Following the discovery, the researcher informed the Czech Security Information Service and the National Cyber Security Center (NUKIB), which confirmed that 79 critical entities had been affected by the attack. The agencies reportedly took quick actions in response to the incident. Describing the method the researcher used to discover the attack, they said:

“I take the data, create an edgelist, and turn it into the directed multigraph. Then I run various calculations using the SNA/CNA methods. This helps to understand the hidden dynamics in the dataset. By doing so, I detected statistically significant communities that supported the hypothesis about bots/cybercrime and about the real origin of these credentials. This analytical approach is based on graph theorem and helps to process data with more contextual information. From the outside, it looks like regular statistics, which it in fact is, but the inner dynamics are different.
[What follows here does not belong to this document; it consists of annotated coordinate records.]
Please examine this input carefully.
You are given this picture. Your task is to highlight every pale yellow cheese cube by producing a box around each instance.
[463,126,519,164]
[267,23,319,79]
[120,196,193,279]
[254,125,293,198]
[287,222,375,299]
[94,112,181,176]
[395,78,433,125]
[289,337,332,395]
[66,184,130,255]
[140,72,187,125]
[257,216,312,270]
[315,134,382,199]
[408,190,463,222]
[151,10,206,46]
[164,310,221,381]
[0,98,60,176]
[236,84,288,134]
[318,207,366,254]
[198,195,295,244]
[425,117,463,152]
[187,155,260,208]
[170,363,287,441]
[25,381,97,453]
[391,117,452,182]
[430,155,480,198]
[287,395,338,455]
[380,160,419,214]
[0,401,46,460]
Even the database architecture has to be different than regular SQL DB.”

The Stolen Credentials Statistics

Out of the analyzed data, some of the passwords were dated 2011, but there was also a portion of new passwords and mail combinations created at the end of 2019. Among usual usernames and passwords, there were also rather exotic usernames, passwords, or not so usual usernames or passwords used with a number of different email domain providers.

Top usernames exposed in the attack

Top usernames exposed in the attack

The findings further revealed the top 20 email providers affected by the cyberattack, with gmail.com, hotmail.com, yahoo.com, and aol.com taking the lead.

Top 20 email providers exposed to the attack

Top 20 email providers exposed to the attack

Top first-level domains exposed to the attack

Top first-level domains exposed to the attack

“In case of email reoccurrence in the dataset, there are several possible hypotheses. Either the email was used more times with different passwords, or it posed significant importance for the attackers so that they put all known existing credentials versions of the victim, or possibly the user was hacked multiple times and therefore more of his passwords have leaked. However, in case of high numbers like ~20+, chances are that the attackers simply put all available relevant password versions for the victim email into the list to be sure to succeed,” the report further read.

Bot statistics

Bot statistics

According to the researcher, if the password is used with a higher number of usernames and/or if the username is used with a higher number of domains and has the password which is also reused frequently, it is considered suspicious.

No Direct Attribution Is Possible, But…

Although the researcher said that no direct attribution is possible in regard to what group of people/entities stand behind the attack, they said that the file had been found in “Russian” darknet waters.

“By the time of finding, governments, hospitals, power plants, and other crucial parts of infrastructure were targeted with a cyber attack, accompanied by strong propaganda on social networks. The circumstances, therefore, suggest a nation state-sponsored threat actor. This hypothesis can be stated with a high level of confidence,” they added.

They, however, noted that it can be that somebody only wanted the attack to be attributed to Russia and China and therefore chose timing and targets suggesting the origin of the attacks.

Just recently, a hacking group linked with the Russian government has reportedly carried out a series of attacks on energy, water, and power sectors of Germany. German authorities tend to believe that the efforts to compromise the country’s critical infrastructure were taken by the Berserk Bear hacking group.